Reputation: 97
I have a 3D plot defined by a set of Poly3DCollection. Each polygon of the collection holds a list of 3D simplices (a simplex = 4 points) like the following.
[[[21096.4, 15902.1, 74.3],
[21098.5, 15904.3, 54.7],
[21114.2, 15910.1, 63.0],
[21096.4, 15902.1, 74.3]],
...
[[21096.4, 15902.1, 74.3],
[21114.8, 15909.9, 91.3],
[21114.2, 15910.1, 63.0],
[21096.4, 15902.1, 74.3]]]
From theses collections, I plot a 3D mesh giving me this result
I would like to determine the contour of this 3D mesh when projected on 2D for plotting it on a screen, in order to highlight it.

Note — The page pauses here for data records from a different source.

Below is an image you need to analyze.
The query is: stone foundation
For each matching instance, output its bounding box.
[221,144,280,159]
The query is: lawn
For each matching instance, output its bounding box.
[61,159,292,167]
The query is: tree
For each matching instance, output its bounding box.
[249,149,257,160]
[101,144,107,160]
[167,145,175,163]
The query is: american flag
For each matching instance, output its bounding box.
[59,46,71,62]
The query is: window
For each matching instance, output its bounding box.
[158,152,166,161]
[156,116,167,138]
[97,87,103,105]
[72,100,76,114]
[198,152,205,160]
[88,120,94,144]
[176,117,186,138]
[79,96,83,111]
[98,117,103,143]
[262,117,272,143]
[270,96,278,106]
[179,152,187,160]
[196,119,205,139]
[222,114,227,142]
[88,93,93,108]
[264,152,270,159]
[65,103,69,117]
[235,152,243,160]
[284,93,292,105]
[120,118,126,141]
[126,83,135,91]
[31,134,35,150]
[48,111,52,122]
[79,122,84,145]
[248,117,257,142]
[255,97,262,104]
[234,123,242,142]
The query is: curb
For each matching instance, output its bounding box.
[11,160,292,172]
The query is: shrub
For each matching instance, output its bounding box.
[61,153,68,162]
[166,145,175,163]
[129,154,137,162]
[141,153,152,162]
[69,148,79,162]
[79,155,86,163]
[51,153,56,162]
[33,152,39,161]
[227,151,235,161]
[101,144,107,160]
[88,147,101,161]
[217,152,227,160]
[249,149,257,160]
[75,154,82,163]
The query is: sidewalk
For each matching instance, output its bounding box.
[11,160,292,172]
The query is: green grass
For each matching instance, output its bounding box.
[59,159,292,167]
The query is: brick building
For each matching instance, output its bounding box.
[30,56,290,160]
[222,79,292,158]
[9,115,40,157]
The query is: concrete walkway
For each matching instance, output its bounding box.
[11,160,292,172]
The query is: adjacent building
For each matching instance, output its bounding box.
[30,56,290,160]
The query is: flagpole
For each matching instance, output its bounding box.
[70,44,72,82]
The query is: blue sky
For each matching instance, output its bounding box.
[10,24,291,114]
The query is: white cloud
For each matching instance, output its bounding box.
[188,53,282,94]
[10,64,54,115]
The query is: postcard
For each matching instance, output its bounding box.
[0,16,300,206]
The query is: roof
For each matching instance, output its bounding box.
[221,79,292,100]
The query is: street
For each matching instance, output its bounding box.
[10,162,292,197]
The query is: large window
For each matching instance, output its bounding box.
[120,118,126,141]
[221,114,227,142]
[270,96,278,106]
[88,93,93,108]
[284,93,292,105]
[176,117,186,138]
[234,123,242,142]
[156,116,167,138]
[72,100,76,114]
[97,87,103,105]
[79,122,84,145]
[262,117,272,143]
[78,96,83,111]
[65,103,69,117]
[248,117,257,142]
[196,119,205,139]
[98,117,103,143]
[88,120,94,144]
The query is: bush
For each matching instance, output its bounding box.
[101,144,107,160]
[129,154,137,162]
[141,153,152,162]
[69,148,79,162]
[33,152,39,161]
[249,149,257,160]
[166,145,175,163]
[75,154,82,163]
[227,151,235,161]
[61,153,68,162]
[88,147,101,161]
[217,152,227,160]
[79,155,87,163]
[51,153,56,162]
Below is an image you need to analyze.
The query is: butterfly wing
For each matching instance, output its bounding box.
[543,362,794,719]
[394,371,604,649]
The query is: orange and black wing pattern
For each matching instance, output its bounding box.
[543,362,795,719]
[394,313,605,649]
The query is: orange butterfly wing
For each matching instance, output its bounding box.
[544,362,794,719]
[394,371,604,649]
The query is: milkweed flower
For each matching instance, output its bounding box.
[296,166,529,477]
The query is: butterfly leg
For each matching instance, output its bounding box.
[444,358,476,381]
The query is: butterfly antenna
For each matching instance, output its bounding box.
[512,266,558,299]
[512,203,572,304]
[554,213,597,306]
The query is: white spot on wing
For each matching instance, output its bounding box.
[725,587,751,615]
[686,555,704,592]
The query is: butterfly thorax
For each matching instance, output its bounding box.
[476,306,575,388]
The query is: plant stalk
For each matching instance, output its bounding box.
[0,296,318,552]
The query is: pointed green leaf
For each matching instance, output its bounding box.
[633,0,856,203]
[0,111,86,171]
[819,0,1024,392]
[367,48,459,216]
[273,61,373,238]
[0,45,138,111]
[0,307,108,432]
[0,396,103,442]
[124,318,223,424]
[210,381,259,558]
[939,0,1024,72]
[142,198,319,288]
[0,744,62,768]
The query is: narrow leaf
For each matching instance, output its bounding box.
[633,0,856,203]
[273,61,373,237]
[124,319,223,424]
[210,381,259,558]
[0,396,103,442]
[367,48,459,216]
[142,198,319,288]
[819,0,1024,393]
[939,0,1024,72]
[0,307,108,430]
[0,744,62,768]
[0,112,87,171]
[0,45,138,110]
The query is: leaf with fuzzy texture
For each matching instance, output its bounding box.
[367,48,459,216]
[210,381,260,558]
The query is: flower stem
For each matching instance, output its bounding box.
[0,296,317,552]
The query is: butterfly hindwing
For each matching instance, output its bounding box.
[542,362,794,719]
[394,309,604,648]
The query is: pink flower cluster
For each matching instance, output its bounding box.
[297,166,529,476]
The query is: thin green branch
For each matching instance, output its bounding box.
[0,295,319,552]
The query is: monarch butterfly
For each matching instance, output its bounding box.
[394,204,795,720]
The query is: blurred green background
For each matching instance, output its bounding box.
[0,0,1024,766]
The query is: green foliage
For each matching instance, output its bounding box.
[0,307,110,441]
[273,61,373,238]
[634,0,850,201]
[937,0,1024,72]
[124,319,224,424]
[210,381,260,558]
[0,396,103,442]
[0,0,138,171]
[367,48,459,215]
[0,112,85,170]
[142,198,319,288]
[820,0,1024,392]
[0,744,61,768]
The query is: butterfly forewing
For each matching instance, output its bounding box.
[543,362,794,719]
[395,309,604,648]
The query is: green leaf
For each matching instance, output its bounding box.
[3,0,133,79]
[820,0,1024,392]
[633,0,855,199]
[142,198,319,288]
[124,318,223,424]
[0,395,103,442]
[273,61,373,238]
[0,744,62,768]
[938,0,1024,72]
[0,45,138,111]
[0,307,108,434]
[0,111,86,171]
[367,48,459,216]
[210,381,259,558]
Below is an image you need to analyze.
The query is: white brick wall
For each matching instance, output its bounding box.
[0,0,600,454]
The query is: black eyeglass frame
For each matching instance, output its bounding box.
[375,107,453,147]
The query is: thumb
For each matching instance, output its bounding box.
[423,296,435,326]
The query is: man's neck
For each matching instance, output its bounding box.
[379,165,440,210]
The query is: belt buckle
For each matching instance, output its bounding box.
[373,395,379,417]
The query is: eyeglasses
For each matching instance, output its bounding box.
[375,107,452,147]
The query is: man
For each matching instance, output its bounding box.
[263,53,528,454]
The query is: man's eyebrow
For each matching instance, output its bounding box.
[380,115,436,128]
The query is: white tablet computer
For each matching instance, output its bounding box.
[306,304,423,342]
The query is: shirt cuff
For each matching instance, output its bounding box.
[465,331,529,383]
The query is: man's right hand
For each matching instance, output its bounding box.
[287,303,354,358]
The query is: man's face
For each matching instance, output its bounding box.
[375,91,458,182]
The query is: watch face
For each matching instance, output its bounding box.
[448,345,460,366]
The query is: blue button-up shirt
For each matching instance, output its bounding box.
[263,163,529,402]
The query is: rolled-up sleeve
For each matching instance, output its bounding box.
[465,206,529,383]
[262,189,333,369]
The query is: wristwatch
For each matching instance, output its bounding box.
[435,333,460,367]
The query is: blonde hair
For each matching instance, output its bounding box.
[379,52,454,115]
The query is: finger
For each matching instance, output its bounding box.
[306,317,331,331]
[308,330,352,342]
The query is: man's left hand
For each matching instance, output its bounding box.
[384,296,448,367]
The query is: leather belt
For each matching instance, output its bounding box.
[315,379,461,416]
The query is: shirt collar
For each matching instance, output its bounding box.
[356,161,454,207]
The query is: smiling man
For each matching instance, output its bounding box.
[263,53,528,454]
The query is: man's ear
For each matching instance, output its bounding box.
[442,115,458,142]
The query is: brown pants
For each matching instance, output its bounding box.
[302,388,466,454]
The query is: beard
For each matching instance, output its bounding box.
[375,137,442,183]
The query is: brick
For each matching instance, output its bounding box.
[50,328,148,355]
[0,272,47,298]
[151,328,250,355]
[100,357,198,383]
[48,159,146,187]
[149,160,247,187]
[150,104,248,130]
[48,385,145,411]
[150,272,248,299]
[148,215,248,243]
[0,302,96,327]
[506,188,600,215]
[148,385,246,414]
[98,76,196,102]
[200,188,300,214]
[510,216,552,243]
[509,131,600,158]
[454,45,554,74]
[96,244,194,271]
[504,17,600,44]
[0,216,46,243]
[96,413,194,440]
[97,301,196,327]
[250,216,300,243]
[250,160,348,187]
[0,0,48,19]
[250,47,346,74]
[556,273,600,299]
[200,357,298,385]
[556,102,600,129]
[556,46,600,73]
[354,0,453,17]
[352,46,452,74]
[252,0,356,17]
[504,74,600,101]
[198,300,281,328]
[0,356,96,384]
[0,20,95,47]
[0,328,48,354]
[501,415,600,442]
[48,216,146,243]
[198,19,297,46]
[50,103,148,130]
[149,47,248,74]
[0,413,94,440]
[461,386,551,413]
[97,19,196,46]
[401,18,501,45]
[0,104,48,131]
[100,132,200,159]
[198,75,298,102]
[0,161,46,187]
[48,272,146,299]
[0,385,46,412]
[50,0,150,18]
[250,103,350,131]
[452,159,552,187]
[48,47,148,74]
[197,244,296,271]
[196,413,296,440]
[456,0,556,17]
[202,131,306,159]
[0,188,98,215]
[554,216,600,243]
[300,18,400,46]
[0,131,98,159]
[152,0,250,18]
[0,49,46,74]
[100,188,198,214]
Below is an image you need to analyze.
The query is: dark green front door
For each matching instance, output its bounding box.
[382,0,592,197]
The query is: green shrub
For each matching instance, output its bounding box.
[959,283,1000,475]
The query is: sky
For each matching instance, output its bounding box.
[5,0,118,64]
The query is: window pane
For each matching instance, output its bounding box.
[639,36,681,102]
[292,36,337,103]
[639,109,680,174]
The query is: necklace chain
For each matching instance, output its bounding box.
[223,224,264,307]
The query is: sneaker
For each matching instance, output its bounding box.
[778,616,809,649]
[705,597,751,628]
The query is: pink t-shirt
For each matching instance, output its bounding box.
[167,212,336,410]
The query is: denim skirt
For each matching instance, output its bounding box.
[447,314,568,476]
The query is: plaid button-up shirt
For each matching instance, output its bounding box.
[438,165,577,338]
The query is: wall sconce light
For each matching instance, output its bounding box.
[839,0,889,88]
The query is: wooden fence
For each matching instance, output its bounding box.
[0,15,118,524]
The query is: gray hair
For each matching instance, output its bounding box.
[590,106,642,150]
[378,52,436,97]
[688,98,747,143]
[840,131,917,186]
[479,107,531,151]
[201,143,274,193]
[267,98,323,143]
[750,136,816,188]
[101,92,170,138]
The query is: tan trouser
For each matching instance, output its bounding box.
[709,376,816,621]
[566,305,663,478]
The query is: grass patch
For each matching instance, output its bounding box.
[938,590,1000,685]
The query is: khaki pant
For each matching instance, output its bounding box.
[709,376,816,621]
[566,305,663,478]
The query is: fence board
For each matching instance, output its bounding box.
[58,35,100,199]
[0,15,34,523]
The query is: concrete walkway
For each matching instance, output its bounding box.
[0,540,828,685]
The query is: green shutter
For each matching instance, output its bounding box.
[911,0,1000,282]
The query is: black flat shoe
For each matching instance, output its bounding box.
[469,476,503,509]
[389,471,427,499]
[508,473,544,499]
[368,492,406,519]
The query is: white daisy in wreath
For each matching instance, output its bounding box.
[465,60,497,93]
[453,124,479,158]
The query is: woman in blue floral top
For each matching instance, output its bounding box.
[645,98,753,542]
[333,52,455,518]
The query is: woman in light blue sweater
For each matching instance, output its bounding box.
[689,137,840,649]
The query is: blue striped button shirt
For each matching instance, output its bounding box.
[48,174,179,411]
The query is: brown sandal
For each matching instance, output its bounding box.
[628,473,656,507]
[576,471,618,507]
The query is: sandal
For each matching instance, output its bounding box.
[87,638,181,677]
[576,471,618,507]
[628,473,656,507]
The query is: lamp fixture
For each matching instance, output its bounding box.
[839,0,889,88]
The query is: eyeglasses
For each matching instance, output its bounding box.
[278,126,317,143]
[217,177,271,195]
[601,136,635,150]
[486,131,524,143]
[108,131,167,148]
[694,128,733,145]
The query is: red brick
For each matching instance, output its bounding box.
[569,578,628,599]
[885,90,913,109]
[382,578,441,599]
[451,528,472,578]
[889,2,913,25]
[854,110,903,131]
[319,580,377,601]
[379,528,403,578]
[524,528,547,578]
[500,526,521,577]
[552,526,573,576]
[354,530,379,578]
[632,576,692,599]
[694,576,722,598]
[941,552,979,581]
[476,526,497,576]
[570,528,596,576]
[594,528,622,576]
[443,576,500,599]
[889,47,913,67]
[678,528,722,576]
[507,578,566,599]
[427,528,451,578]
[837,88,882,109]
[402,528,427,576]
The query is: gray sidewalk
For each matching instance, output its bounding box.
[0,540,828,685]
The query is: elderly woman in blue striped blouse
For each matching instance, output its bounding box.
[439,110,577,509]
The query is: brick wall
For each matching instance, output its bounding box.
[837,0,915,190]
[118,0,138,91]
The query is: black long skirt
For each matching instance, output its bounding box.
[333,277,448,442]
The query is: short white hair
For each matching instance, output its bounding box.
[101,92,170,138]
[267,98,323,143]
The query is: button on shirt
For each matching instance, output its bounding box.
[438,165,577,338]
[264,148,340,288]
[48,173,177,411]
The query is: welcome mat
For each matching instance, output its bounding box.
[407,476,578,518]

Ideally it would give me something like
Is there any way to achieve this ?
To achieve it I was thinking about something like
However I don't find any way to implement this contour detection from the interface exposed by my matplotlib Axes3D object.
As long as I can achieve plotting the 2D contour, it doesn't matter to me if I determine it directly on my original 3D dataset and the projection or from my matplotlib Axes3D object.
Upvotes: 1
Views: 1536
Reputation: 9810
This turned out to be much more complicated than I at first anticipated. The way I solved it was to first rotate the object into a frontal view (in terms of the Axes3D
elev
and azim
angles), projected it onto the y-z-plane, compute the 2D outline, re-add the third dimension and then rotating the now 3D outline back into the current view.
The rotation part can be accomplished with simple matrix operation, one only has to take care that the x, y, and z axes may be stretched and need to be un-stretched before rotation.
The projection part was a bit tricky, as I don't know of any clever way to find the outer points of such a large collection of points. I therefore solved it by calculating the projection of each simplex separately, compute their 2D convex hulls (using scipy
), convert them into shapely
polygons, and finally compute the union of all these polygons. I then added back the missing x-coordinate and rotated the entire thing back into the current view.
By default, Axes3D
objects use perspective, causes the actual outline of the object to not align perfectly with the computed projection. This can be avoided by using an orthogonal view (set with ax.set_proj_type('ortho')
).
Finally, once the image is rotated, the outline/projection needs to be updated. I therefore added the entire function to the event queue following this example.
Please ask if there are any further questions.
from mpl_toolkits.mplot3d import Axes3D
from mpl_toolkits.mplot3d.art3d import Poly3DCollection, Line3DCollection
from matplotlib import pyplot as plt
import numpy as np
from shapely.geometry import Polygon
from scipy.spatial import ConvexHull
from scipy.spatial import Delaunay
##the figure
fig, ax = plt.subplots(subplot_kw=dict(projection='3d'))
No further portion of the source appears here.